Results of the ACCESS 2 study, evaluating arteriovenous fistula (AVF) outcomes following use of the Sirogen (Vascular Therapies) sirolimus-eluting collagen implant, have shown that the device failed to meet non-inferiority for clinical fistula maturation compared to control at six months.
Nicholas Inston (Birmingham, United Kingdom) delivered the results in a podium-first presentation during yesterday morning’s vascular access masterclass—where he commented that the trial’s failure to meet its primary endpoint may be attributable to the overperformance of the standard of care arm against expectations.
Sirogen was developed as a means of intraoperative local, perivascular drug delivery at the time of index AVF surgery to improve outcomes in patients requiring an AVF. The device consists of a sirolimus and collagen matrix for targeted local drug delivery, which is bioabsorbable within 12 weeks.
Despite an earlier randomised prospective multicentre study—ACCESS—showing no statistical difference between Sirogen and controls in prespecified endpoints, post-hoc analysis from the trial showed improved fistula maturation and secondary patency in patients with end-stage renal disease aged ≥65 years.
Investigators went on to initiate the ACCESS 2 study to validate these findings and further evaluate the effectiveness of Sirogen to improve outcomes in patients requiring an AVF. The multicentre randomised study enrolled 136 patients across 17 centres in the United States and the United Kingdom, with a primary endpoint of fistula maturation at six months.
Inston reported that 66.8% of patients in ACCESS 2’s Sirogen arm achieved clinical fistula maturation compared to 63.2% in the control—representing a 3.6% point improvement—but falling short of the 18% point improvement goal set for the trial. Comparing against past studies, Inston said that Sirogen performed largely in line with previously observed results, but the performance of the control arm versus historical benchmarks ultimately tipped the dial towards primary endpoint failure.
“Unfortunately, we failed to meet the primary endpoint here and it is really due to this freaky outcome from the control group rather than anything else,” Inston said. “It is quite reassuring that the sirolimus group has performed as it has in all the other studies.”

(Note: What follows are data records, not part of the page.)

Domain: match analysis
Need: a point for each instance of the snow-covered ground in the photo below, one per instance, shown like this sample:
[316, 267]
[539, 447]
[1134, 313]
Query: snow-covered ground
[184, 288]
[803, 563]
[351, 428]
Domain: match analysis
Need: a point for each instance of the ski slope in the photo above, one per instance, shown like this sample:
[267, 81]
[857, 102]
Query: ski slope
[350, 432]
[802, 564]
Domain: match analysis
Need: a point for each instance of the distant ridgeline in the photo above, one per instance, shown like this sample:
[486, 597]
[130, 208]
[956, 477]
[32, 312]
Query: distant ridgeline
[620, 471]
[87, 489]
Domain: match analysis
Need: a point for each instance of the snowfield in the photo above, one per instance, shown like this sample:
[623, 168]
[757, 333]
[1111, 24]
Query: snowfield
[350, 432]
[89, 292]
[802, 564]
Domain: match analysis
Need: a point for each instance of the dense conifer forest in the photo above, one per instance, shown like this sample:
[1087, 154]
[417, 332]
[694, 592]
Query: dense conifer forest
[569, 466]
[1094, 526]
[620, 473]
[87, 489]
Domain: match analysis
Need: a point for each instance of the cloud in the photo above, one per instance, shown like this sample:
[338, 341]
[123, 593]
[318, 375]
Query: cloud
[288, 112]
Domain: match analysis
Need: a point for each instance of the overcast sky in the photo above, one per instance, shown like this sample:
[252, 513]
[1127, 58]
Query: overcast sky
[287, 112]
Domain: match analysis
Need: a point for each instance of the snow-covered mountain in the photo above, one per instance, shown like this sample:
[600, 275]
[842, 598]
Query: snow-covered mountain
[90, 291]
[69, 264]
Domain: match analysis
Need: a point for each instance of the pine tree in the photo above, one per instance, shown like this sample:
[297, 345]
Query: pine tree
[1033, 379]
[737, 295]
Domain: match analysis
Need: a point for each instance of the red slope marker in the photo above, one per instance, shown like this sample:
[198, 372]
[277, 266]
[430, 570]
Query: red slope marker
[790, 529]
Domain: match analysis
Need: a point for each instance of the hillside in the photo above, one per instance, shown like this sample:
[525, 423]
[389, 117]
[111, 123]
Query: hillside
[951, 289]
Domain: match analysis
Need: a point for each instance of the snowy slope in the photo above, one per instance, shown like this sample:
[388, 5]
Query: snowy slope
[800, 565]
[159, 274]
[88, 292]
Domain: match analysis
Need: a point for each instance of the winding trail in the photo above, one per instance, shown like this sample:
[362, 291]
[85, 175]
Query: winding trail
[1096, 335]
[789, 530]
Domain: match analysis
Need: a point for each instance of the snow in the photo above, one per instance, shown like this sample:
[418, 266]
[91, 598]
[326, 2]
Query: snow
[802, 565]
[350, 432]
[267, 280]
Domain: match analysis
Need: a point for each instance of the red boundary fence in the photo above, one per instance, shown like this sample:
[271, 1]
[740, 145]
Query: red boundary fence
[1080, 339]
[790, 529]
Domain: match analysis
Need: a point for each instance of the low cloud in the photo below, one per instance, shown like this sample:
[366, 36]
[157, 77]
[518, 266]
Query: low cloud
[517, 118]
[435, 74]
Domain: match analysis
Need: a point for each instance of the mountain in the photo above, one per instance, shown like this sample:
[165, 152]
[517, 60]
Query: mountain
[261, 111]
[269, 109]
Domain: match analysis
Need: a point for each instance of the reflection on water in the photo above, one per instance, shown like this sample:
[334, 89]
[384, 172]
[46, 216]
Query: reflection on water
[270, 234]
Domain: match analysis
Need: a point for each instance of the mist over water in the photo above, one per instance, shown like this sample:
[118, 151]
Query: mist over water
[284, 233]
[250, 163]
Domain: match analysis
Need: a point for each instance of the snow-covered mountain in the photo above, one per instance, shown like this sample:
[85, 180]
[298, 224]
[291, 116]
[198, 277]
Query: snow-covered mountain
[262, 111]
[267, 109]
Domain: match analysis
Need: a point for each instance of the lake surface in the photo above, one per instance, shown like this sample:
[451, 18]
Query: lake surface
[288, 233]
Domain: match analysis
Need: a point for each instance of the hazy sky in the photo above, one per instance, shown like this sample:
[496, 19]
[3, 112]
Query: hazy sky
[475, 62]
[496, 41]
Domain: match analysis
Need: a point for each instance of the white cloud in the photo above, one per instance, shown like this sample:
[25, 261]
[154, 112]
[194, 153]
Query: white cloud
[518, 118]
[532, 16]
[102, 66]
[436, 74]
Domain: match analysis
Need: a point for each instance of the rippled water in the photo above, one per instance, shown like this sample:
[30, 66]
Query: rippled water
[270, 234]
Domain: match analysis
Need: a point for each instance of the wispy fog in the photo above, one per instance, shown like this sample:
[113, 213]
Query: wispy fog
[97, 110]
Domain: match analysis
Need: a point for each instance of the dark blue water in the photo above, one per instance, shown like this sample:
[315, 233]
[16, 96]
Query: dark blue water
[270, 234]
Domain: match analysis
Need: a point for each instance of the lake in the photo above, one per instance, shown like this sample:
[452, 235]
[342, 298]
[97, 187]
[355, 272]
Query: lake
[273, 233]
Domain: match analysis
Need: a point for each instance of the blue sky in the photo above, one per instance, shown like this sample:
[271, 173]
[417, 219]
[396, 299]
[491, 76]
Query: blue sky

Trial participants saw a 10-day mean time to functional maturation improvement; however, Inston said that a study involving thousands of patients would be required to study this outcome properly.
The trial remains blinded, with 12-month secondary endpoint data collection still in progress, and secondary endpoints, which include time to first dialysis, fistula suitability for dialysis and secondary patency, may provide additional important insights, according to Inston. “I think these might actually be more important than this simple primary endpoint. There will be number of interventions raised to get there, how will these be done, what type of interventions are required to keep this group going,” he explained.